A method for hierarchical clustering includes receiving a large set of data, training an algorithm to find patterns in the received data that most accurately predict the outcomes, and generating a multi-output model to maximize the cluster quality of a set of features. The data include at least two binary drivers and one binary need, the drivers predict the value of the need, and the data include at least two outcomes.

Description

    CROSS-REFERENCE TO RELATED APPLICATION
  • This application claims priority from U.S. Provisional Patent Application Ser. No. 62/859,594, filed Jun. 10, 2019, which is incorporated herein by reference in its entirety.
  • BACKGROUND
  • BIRCH (Balanced Iterative Reducing and Clustering using Hierarchies) is a data clustering method used on very large databases or data sets. See Tian Zhang et al., “BIRCH: an efficient data clustering method for very large databases,” Proceedings of the 1996 ACM SIGMOD International Conference on Management of Data—SIGMOD '96, 25 ACM SIGMOD Record 103-114 (June 1996). It is an unsupervised data mining algorithm that performs hierarchical clustering over these databases or data sets. Data clustering involves grouping a set of objects based on their similarity of attributes and/or their proximity in the vector space. BIRCH is able to incrementally and dynamically cluster incoming, multi-dimensional metric data points in an attempt to produce the best quality clustering for a given set of resources (memory and time constraints). In most cases, BIRCH requires only a single scan of a database or data set.
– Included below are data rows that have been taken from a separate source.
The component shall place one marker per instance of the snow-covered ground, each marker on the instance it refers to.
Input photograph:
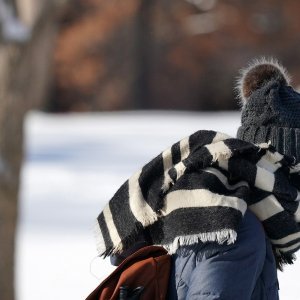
(73, 165)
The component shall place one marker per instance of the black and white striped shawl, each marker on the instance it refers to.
(199, 190)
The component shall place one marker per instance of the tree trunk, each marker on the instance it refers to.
(25, 77)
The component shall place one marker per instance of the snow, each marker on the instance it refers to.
(73, 165)
(12, 28)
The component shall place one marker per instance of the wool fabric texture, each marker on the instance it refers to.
(271, 108)
(198, 191)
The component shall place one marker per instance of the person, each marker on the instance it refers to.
(247, 268)
(225, 208)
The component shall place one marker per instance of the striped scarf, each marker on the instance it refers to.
(198, 190)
BIRCH is considered to effectively manage “noise,” defined as “data points that are not part of the underlying pattern.” Id. at 103.
  • With BIRCH, each clustering decision is made without scanning all data points and currently existing clusters. It exploits the observation that data space is not usually uniformly occupied and not every data point is equally important. Id. at 105.
  • FIG. 1 shows a process flow for BIRCH. Id. at 107. Clustering features (“CF”) of the data points are organized in a CF tree, a height-balanced tree with two parameters: branching factor B and threshold T. Each non-leaf node contains at most B entries of the form [CFi, childi], where child; is a pointer to its ith child node and CFi is the clustering feature representing the associated subcluster. A leaf node contains at most L entries each of the form [CFi]. It also has two pointers prev and next that are used to chain all leaf nodes together. The tree size depends on the parameter T. A node is required to fit in a page of size P. B and L are determined by P. So P can be varied for performance tuning. It is a very compact representation of the data set because each entry in a leaf node is not a single data point but a subcluster.
  • In the second step, the BIRCH algorithm scans all the leaf entries in the initial CF tree to rebuild a smaller CF tree, while removing outliers and grouping crowded subclusters into larger ones.
  • In step three, a clustering algorithm is used to cluster all leaf entries. An agglomerative hierarchical clustering algorithm may be applied directly to the subclusters represented by their CF vectors. It also provides the flexibility of allowing the user to specify either the desired number of clusters or the desired diameter threshold for clusters. After this step, a set of clusters is obtained that captures major distribution patterns in the data.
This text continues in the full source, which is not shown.